The same storms that leave the air feeling fresh and scrubbed clean,

the same storms that whip up the waves that dreams are made of, are also

the storms that send things like animal waste, sewage, rotting plant

debris and dripped motor oil into the ocean and bay.

“It’s just a general rule: Any time there’s a storm of this magnitude,

we put out an advisory. We recommend staying out of the water for at

least 72 hours after the last storm,” said Monica Mazur, an

environmental health specialist for the Orange County Health Care Agency.

This is no play-it-safe overreaction, she said.

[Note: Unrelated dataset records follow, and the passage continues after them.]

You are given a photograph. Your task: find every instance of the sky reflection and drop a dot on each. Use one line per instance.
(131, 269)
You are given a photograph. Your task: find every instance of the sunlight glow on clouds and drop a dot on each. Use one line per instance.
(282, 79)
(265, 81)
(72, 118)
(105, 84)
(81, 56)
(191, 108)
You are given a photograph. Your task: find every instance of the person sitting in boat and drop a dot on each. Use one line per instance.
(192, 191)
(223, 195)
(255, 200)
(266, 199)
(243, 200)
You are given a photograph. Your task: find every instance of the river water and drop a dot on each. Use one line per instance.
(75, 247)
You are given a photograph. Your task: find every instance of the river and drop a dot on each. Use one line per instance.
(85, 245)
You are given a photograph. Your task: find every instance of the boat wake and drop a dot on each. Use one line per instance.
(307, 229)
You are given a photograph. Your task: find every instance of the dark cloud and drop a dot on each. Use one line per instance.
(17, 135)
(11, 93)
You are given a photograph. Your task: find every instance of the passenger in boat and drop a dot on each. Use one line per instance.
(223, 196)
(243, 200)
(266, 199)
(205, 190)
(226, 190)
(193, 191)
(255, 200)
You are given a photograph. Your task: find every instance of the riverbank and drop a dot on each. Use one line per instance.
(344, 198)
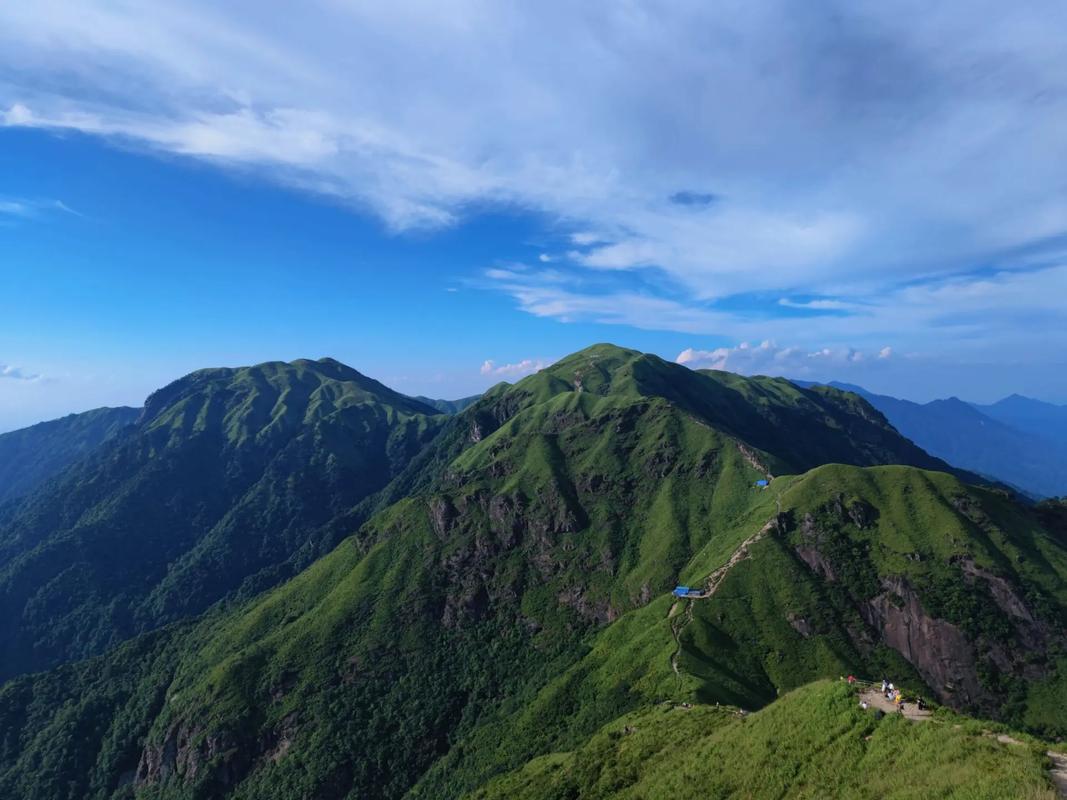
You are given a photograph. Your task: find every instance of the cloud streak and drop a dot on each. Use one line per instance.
(854, 161)
(16, 373)
(510, 371)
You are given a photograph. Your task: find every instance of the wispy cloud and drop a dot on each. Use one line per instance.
(519, 369)
(847, 155)
(17, 373)
(768, 357)
(24, 208)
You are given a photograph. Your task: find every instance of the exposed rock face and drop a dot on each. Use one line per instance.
(191, 754)
(938, 650)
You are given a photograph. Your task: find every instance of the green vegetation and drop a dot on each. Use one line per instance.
(32, 456)
(505, 597)
(228, 483)
(814, 742)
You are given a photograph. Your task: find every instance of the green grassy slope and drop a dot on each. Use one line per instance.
(227, 478)
(32, 456)
(514, 601)
(814, 742)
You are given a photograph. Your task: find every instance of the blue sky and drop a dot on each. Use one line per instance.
(447, 197)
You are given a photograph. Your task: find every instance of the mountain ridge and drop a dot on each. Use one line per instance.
(509, 595)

“Testing has shown that pretty much any time there’s a storm of this

magnitude, levels of things like fecal coliform are going to be too high

to go in the water,” she said.

But what about the invincible die-hard, the least-health-conscious of

surfers? Where should such a wave warrior go for the best odds against

icky infections and other consequences? Don’t ask health officials. Their

answer remains a solid, beach-to-beach “stay out.”

And there is one place you really, really don’t want to take a chance.

Unlike all the other storm drains that carry stuff into the bay and

ocean, the Santa Ana River outfall has a unique twist upstream that makes

it all the more risky.

The river, which dumps into the ocean about four miles offshore from

the city’s border with Huntington Beach, has a dam in Riverside County.

The Prado Dam adds an element of uncertainty because there’s no way to be

sure how long water there was held before it was released to trickle down

to Newport Beach. Sometimes, four or five days after a rain, dam waters

could be released, sending some unpleasant surprises into the ocean.

Soon, beach goers will have access to a little more information. The

Orange County Health Care Agency will begin posting beach-to-beach

bacteria counts on its Web site at o7 www.oceanbeachinfo.comf7 shortly

after the first of the year. But, because it will contain information

from tests a week earlier or more, the defiant surfer looking for

direction for the day’s cleanest waves won’t get much help here, either.